Quando la mia amica della FIFA esce dalla porta degli spogliatoi mi fa l’occhiolino e mi fa segno di seguirla. Pochi metri e, lontano dagli occhi indiscreti di chi potrebbe rompere le scatole, mi consegna la sciarpa con l’autografo di Ronaldo.

Certo, se CR7 avesse saputo che il Portogallo sarebbe stato eliminato dall’Uruguay dopo un paio di ore, forse quell’autografo non lo avrebbe fatto ma la fortuna ci ha assistito.
E dopo Kiev quando è stata accanto alla coppa, ora l’abbiamo fatta tenere tra le mani di una icona del calcio come Ronaldo.

Il mondiale, per la sciarpa, finisce qui. Ora ci vogliono più di 5 giorni di viaggio per uscire dalla Russia e circa 3 per arrivare in Italia con i 6 mezzi che Videobank ha impiegato.
Una bella avventura, quella dei mondiali, che ti permette di incontrare varie culture in una babbele colorata che starei a guardare per ore.

E se, sulla piazza Rossa abbiamo incontrato partite improvvisate tra tifosi che poi abbiamo rivisto a ridere insieme in birreria, così abbiamo incontrato l’iraniana Najmeh Jafarifar che per il calcio ha levato il suo hijab dicendomi «in Iran le donne non posso entrare negli stadi, io ho vinto il mondiale».

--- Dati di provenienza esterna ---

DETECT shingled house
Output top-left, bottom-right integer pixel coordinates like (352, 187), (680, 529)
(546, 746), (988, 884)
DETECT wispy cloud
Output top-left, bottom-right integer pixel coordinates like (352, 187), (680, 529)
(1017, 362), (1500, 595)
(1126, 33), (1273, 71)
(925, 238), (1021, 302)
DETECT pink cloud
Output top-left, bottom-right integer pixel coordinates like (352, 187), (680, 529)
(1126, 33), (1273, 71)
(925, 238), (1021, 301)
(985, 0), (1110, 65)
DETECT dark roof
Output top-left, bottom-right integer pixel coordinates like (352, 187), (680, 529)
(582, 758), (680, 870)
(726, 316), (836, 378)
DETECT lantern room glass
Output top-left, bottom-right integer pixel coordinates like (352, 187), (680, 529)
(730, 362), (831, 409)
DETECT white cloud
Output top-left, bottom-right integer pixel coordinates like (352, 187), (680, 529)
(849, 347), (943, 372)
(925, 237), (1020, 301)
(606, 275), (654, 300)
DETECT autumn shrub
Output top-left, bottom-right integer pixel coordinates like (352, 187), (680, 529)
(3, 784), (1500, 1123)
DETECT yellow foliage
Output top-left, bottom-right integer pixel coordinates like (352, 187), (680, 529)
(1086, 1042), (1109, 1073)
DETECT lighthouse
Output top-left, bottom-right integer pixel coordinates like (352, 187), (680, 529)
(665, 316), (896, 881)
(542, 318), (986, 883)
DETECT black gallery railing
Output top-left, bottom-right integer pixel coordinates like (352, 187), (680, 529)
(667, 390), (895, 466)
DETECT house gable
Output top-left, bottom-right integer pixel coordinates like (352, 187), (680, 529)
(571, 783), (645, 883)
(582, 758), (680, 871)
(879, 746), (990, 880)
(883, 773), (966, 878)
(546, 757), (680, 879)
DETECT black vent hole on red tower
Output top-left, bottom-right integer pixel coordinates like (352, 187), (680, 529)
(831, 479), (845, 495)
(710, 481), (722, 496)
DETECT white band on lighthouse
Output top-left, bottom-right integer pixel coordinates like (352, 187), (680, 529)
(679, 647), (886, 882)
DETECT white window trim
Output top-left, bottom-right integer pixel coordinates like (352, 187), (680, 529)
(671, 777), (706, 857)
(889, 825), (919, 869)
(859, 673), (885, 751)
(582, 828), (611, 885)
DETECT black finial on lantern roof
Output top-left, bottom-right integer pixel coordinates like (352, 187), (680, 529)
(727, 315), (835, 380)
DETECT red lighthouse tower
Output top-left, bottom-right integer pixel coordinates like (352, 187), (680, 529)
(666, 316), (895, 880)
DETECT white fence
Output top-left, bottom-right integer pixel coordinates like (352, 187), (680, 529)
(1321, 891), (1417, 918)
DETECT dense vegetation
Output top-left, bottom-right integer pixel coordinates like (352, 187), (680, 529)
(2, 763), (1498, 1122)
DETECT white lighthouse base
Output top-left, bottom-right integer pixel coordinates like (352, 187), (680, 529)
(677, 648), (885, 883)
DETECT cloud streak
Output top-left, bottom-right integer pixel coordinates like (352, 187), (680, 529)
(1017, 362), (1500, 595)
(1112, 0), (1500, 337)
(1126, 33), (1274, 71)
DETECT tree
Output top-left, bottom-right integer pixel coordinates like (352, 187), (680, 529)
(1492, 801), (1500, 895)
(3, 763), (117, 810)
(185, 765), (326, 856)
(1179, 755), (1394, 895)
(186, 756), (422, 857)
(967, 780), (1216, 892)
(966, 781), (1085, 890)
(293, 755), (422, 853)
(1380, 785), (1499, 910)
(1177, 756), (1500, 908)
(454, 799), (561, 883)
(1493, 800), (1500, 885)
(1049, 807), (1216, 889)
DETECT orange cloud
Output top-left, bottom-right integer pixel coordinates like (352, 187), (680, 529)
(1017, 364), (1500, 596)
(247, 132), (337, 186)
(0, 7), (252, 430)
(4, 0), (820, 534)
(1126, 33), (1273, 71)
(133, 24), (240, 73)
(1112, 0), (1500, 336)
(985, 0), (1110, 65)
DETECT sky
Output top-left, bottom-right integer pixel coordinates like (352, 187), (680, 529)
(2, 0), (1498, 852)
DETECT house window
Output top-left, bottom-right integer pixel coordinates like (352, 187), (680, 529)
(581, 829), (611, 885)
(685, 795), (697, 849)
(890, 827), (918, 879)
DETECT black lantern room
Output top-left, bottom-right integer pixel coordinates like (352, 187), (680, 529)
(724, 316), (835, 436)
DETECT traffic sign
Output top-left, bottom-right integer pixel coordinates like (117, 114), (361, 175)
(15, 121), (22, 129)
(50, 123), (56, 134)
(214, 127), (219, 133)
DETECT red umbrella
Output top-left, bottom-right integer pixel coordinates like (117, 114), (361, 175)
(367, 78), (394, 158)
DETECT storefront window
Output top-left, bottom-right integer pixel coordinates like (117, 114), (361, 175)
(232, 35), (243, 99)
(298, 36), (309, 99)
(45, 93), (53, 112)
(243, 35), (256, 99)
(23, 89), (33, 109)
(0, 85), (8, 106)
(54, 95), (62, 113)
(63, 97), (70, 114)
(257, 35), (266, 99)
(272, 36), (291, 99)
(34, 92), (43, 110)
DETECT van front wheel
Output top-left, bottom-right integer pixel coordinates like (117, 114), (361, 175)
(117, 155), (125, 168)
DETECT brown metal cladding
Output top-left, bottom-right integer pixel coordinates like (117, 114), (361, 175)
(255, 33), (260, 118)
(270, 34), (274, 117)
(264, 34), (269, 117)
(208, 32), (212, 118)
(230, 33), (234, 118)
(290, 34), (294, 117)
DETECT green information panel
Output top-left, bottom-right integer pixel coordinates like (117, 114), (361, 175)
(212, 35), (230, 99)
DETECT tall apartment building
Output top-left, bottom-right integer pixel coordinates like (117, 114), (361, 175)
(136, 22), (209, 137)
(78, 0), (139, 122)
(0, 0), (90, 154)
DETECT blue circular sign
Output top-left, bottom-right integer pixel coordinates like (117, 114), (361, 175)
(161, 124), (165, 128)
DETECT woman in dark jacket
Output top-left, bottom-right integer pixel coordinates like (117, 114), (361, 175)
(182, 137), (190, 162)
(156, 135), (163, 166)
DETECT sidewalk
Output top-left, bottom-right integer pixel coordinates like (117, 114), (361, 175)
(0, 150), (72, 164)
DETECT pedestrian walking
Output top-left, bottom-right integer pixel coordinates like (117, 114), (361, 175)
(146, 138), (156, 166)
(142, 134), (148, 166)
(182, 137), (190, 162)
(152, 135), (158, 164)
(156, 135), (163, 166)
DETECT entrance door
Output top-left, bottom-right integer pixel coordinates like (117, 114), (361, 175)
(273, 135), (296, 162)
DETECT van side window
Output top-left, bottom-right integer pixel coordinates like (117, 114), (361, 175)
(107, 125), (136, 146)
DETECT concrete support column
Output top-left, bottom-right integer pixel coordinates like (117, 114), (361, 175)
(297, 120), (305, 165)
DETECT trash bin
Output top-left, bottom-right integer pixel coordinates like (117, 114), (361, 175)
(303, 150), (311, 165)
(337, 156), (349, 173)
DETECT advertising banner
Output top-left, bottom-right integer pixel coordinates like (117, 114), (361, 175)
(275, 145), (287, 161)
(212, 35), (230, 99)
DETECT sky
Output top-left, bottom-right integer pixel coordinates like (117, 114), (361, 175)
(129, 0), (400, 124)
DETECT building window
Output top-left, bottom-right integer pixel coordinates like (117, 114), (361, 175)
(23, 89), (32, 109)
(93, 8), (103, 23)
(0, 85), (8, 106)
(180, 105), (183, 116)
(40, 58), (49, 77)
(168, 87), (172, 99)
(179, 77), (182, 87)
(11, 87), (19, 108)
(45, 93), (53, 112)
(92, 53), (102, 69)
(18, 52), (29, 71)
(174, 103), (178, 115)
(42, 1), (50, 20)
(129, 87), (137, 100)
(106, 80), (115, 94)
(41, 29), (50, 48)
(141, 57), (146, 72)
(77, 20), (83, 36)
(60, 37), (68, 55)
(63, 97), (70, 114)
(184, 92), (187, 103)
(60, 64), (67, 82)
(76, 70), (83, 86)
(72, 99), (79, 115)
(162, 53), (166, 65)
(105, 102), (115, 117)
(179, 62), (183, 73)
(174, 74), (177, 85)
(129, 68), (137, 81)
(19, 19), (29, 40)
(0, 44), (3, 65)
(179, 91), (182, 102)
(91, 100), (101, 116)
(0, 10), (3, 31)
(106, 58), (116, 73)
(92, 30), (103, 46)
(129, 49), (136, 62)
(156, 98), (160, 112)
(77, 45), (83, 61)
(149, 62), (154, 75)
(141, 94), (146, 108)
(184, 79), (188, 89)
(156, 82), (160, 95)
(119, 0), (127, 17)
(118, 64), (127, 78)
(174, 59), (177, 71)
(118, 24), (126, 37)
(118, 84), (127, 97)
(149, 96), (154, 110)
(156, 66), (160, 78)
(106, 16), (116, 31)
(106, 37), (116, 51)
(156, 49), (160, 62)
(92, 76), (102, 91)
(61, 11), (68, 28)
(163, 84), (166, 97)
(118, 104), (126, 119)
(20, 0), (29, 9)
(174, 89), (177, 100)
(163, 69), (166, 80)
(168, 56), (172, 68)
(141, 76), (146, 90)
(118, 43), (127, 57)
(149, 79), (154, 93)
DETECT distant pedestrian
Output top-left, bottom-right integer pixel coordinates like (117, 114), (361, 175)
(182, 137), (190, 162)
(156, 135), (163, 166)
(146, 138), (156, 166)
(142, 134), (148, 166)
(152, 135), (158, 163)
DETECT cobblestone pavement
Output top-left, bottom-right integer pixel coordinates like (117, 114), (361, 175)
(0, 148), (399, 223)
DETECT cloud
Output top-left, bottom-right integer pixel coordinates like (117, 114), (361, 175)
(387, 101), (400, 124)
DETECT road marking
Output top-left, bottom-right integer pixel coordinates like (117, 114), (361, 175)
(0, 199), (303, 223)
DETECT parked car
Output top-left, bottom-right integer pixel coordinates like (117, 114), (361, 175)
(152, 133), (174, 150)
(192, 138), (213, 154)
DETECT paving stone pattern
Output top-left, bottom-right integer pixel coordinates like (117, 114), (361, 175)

È stato un mondiale delle sorprese, dove le squadre meno blasonate hanno proseguito e quelle più quotate si sono fermate, dove Messi e Ronaldo hanno fatto brutta figura e dove il portiere dell’Islanda Halldorsson che fa il videomaker di professione ha fatto miracoli.
Certo, la birra è scorsa a fiumi, ma si è respirato molta empatia tra le persone, molto tifo, molta passione. Famiglie che erano allo stadio, nessun problema di sicurezza, nessuna rissa, solo calcio, cialcio vero, calcio autentico.

Abbiamo steso circa 15km di triax (il cavo specifico delle telecamere) ed altrettanti di fibra per l’audio nei 3 stadi (Sochi, Mosca e Saransk) dove siamo andati. Abbiamo percorso circa 5000km dalla prima partita, abbiamo sudato per i 38 gradi, abbiamo dormito male per colpa di un sole che sorge alle 3 della mattina, abbiamo avuto difficoltà con la lingua e con una cultura assolutamente diversa dalla nostra. Ma questo è il lavoro di un tecnico televisivo, che mette da parte da parte ogni problema perché all’ora stabilita, non dopo, deve andare in onda.

La sciarpa si sta riposando nello zaino: è partita la corsa all’accaparramento di chi la vuole. Mio figlio Marco no perché non ama il calcio (amore di papà) ma tante altre persone la pretendono. Finirà nel mio armadio sopra la pettorina che Fatima, la producer della televisione portoghese, mi ha regalato. Non è il pass e neanche il laccio che mi ricorderanno il mondiale. Sarà “la Bari” che dal prossimo campionato, ogni volta che scenderà in campo, mi ricorderà il Mondiale di Russia.